As I proceeded to the counter to put cream and sugar into my coffee, I heard a voice say, “You’re not from around here are you?” I turned to make sure that she was talking to me. “Why do you ask?” I inquired. “Your friendly! Many people will smile but they don’t seem really interested. You smile and actually seem to care about people.”
I briefly mused about her comment then said, “Every human is infinitely valuable. And I believe that we have the privilege to treat each other as just that.”
Skeptically she asked, “Do your actually believe that?”
Without hesitation I responded, “Absolutely. My motives are right! I have no hidden agenda what so ever. She paused and looked intently at me. She reached out her hand to shake mine and enthusiastically introduced herself. “My name is Pam!”
I let Pam know that I was a follower of Jesus, and that the God of the Bible describes people He made in His likeness and image. I briefly explained that being made in the image of God meant that humans are unique from the animal kingdom. We have the capacity to worship, are aware of right and wrong, and are of infinite worth to their Creator.
She smiled again at me and said, “Thank you… this has been most refreshing for me.” She turned and walked out the door. I doubt I will ever see her again.
I love the simplicity of Luke’s words describing the Apostle Paul in Acts 17:17. “So he reasoned in the synagogue with both Jews and God-fearing Greeks, as well as in the marketplace […Starbucks] day by day with those who happened to be there.”

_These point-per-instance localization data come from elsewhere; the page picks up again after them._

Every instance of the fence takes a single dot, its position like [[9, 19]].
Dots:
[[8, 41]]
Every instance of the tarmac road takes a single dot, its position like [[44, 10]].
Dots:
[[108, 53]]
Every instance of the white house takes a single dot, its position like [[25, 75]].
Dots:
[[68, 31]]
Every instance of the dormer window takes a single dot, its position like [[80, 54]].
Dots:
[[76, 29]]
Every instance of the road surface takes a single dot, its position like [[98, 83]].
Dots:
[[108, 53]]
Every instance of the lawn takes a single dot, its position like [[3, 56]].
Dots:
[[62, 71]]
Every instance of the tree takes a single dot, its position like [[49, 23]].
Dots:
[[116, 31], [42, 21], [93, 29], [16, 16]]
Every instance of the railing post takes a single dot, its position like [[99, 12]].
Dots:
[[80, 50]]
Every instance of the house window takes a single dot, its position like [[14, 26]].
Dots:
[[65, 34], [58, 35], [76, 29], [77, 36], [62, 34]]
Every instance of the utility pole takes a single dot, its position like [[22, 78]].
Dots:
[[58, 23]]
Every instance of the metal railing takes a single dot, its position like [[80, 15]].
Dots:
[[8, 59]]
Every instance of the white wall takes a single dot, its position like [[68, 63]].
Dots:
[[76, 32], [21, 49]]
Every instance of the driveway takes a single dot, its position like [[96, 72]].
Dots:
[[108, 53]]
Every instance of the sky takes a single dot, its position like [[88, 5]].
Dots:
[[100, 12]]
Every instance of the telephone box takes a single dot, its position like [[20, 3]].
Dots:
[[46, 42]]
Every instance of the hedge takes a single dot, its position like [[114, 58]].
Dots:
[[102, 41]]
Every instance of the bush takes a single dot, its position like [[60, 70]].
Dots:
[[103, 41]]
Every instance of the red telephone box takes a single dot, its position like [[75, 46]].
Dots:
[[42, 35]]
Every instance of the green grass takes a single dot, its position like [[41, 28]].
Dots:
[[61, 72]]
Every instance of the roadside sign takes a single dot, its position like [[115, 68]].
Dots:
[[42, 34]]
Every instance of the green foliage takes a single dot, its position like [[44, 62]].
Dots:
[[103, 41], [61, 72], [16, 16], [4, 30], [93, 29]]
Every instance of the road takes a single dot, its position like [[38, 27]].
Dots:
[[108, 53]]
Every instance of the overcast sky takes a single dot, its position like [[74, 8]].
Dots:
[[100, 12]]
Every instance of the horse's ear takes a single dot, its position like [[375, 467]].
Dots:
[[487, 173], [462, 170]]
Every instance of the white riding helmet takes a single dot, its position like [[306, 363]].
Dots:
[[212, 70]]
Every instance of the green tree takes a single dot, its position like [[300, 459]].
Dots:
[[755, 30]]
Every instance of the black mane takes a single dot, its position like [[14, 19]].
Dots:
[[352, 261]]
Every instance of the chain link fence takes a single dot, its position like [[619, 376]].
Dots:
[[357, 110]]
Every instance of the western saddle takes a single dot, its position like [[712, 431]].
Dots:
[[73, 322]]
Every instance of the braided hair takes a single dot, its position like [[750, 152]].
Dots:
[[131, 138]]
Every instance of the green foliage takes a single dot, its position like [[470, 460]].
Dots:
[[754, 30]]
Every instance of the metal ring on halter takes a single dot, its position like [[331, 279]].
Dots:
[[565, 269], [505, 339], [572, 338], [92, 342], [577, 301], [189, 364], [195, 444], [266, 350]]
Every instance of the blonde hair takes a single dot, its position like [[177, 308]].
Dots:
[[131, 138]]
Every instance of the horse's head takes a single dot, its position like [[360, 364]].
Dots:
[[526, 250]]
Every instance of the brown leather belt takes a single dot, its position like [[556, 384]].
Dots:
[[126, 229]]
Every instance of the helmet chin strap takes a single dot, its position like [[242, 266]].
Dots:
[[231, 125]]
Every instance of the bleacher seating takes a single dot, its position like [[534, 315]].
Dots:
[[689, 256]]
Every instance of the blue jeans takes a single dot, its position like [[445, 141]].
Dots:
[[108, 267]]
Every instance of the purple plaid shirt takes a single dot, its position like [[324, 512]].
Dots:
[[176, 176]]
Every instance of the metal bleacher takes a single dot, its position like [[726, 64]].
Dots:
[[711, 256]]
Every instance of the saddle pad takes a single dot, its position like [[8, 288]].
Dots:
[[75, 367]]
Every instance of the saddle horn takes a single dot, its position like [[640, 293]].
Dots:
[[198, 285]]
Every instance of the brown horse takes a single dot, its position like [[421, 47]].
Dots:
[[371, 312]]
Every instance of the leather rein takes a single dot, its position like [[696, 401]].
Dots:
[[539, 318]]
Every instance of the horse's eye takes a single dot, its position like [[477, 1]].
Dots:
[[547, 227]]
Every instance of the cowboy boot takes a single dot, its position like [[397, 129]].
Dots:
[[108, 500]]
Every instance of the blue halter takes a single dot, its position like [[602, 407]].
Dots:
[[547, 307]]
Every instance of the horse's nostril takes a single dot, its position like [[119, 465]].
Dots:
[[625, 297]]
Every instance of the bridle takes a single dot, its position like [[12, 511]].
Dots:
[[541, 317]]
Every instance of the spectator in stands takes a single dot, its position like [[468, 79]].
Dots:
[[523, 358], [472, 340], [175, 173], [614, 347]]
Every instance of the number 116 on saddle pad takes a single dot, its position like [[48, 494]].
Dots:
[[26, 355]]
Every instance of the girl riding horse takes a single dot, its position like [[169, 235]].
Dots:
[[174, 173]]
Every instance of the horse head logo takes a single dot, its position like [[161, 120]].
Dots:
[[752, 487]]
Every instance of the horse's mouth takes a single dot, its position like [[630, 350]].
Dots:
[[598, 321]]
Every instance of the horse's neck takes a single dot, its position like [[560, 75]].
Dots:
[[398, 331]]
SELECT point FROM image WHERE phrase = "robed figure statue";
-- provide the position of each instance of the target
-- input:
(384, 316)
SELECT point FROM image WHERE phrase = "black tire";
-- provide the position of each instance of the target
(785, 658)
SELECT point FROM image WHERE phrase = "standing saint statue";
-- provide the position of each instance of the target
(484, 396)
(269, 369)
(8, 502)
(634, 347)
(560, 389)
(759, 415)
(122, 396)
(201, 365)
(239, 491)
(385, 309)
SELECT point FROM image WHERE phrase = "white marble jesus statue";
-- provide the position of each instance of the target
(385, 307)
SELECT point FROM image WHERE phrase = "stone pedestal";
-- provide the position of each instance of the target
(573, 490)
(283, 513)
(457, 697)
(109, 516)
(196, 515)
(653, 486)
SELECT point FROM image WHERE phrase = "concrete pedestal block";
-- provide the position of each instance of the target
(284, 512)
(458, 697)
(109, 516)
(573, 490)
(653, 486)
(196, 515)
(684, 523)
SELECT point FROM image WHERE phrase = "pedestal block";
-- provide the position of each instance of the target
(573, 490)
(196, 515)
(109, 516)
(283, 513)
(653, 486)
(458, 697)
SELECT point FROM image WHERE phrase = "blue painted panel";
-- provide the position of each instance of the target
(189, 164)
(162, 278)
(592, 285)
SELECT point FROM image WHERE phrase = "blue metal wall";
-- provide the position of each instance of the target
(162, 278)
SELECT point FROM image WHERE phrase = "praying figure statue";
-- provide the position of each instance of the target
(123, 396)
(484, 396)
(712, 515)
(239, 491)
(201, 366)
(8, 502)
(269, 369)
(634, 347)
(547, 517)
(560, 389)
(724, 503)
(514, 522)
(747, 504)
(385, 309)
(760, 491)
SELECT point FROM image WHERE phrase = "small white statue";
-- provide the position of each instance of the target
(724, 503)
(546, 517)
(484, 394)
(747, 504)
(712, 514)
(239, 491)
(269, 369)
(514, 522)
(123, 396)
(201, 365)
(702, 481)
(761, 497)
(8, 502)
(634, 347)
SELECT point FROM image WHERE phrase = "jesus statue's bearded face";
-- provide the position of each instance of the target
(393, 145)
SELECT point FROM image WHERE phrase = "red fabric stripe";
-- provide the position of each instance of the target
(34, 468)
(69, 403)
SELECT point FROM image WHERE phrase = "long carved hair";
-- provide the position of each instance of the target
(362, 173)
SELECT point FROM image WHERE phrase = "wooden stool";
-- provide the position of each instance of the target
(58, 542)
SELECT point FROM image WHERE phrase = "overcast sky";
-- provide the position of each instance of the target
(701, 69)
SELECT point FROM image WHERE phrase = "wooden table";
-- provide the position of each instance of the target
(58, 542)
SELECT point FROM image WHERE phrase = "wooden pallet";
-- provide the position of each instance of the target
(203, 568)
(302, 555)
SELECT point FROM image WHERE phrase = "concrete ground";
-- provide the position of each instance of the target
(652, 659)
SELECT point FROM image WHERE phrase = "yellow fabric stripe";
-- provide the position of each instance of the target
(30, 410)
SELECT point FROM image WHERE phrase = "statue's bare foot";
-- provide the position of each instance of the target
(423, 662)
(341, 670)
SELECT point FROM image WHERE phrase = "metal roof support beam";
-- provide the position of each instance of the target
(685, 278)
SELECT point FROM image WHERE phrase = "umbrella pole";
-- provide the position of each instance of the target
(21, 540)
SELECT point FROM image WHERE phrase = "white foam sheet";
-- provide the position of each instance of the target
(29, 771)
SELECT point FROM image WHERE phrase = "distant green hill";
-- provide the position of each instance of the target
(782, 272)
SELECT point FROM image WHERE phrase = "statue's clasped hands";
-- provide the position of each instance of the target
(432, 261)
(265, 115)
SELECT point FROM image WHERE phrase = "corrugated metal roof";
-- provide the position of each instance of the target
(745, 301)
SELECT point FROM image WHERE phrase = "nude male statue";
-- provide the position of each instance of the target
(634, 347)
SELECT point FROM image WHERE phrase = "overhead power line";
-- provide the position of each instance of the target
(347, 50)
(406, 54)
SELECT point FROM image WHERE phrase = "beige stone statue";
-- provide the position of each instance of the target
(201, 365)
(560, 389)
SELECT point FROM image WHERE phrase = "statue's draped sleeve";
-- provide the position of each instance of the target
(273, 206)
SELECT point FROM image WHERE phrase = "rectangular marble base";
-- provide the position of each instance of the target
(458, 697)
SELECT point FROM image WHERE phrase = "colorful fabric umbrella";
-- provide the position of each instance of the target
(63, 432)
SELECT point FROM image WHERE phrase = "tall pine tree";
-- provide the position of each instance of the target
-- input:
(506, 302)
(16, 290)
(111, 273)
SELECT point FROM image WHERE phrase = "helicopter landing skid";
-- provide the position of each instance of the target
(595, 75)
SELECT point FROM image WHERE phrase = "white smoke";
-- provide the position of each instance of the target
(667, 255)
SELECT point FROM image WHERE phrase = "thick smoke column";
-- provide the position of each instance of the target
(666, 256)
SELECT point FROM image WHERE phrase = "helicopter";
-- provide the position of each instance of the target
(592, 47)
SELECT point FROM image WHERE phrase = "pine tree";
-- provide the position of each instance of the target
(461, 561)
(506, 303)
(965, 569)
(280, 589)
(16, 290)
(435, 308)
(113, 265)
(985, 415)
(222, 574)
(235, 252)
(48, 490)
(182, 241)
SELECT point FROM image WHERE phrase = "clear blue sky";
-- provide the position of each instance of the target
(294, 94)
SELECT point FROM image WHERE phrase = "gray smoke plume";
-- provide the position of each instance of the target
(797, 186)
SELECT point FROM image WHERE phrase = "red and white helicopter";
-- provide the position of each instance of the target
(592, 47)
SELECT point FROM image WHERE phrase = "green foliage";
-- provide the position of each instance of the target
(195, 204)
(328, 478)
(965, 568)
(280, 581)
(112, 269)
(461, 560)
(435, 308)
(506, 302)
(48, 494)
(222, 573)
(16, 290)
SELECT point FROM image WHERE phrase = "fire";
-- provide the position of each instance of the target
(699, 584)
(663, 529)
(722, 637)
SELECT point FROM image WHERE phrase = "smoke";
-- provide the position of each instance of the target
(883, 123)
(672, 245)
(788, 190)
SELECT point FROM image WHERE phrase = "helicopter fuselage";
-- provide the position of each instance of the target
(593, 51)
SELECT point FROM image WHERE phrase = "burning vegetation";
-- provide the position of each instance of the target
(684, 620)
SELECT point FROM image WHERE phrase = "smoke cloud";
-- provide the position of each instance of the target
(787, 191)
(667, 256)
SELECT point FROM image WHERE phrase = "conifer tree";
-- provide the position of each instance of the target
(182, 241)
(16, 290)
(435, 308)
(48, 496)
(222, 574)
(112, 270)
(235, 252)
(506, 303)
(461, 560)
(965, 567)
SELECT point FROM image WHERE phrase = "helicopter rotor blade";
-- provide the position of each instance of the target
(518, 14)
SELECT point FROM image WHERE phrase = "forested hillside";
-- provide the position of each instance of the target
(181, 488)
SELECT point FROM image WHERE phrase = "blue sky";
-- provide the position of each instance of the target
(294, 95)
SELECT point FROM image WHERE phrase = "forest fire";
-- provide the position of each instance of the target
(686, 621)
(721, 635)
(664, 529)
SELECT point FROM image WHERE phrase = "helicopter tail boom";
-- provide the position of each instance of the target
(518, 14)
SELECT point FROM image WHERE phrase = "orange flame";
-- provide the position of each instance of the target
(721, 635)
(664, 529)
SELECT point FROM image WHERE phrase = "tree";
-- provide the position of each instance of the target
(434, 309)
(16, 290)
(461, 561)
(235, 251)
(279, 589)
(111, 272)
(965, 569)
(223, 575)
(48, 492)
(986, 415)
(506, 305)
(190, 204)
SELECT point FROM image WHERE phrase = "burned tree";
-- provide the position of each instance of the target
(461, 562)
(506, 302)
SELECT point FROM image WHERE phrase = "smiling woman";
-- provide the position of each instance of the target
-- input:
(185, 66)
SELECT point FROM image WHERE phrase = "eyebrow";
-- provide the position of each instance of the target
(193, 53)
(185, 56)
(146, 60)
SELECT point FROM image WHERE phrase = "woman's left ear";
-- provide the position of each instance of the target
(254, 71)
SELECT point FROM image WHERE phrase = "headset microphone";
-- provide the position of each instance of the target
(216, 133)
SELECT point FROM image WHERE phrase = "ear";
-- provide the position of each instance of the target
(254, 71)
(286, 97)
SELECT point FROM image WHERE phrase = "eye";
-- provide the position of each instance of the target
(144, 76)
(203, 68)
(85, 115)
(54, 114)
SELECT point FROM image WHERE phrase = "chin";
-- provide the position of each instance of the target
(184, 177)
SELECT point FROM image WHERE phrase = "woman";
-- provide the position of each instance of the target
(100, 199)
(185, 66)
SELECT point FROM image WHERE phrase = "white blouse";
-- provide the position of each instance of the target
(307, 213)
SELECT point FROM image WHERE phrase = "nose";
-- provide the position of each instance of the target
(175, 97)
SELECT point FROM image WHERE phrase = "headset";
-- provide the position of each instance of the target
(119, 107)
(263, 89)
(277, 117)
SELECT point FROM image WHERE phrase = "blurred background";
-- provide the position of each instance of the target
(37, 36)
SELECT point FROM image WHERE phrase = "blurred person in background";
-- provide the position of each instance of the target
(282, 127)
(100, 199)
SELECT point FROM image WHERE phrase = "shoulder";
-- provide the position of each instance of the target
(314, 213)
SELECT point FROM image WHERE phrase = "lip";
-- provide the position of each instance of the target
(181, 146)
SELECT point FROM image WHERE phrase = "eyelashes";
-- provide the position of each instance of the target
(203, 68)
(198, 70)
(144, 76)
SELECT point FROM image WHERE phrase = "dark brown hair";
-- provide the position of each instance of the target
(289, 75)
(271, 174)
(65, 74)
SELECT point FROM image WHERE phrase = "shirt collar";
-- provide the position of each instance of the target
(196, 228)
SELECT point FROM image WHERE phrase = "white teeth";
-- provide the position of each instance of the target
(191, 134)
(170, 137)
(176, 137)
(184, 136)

The last half of the verse is so intriguing to me. Paul was in the marketplace and doesn’t appear to be at all picky about who he would talk with. The phrase we use to describe our ministry is “Reclaiming Organic Discipleship.” That word organic is everywhere these days. Organic has to do with the basic and fundamental ingredients of all living matter. Sharing your faith doesn’t need to be complicated. It can, and should, be organic. Let’s consider the basic ingredients of evangelism. It consists of: you, another person, observation, the Bible and engagement. “Organic encounters” are everywhere if we will simply open our eyes, and most importantly – our mouths – to engage with those who most need to know the love of the Father.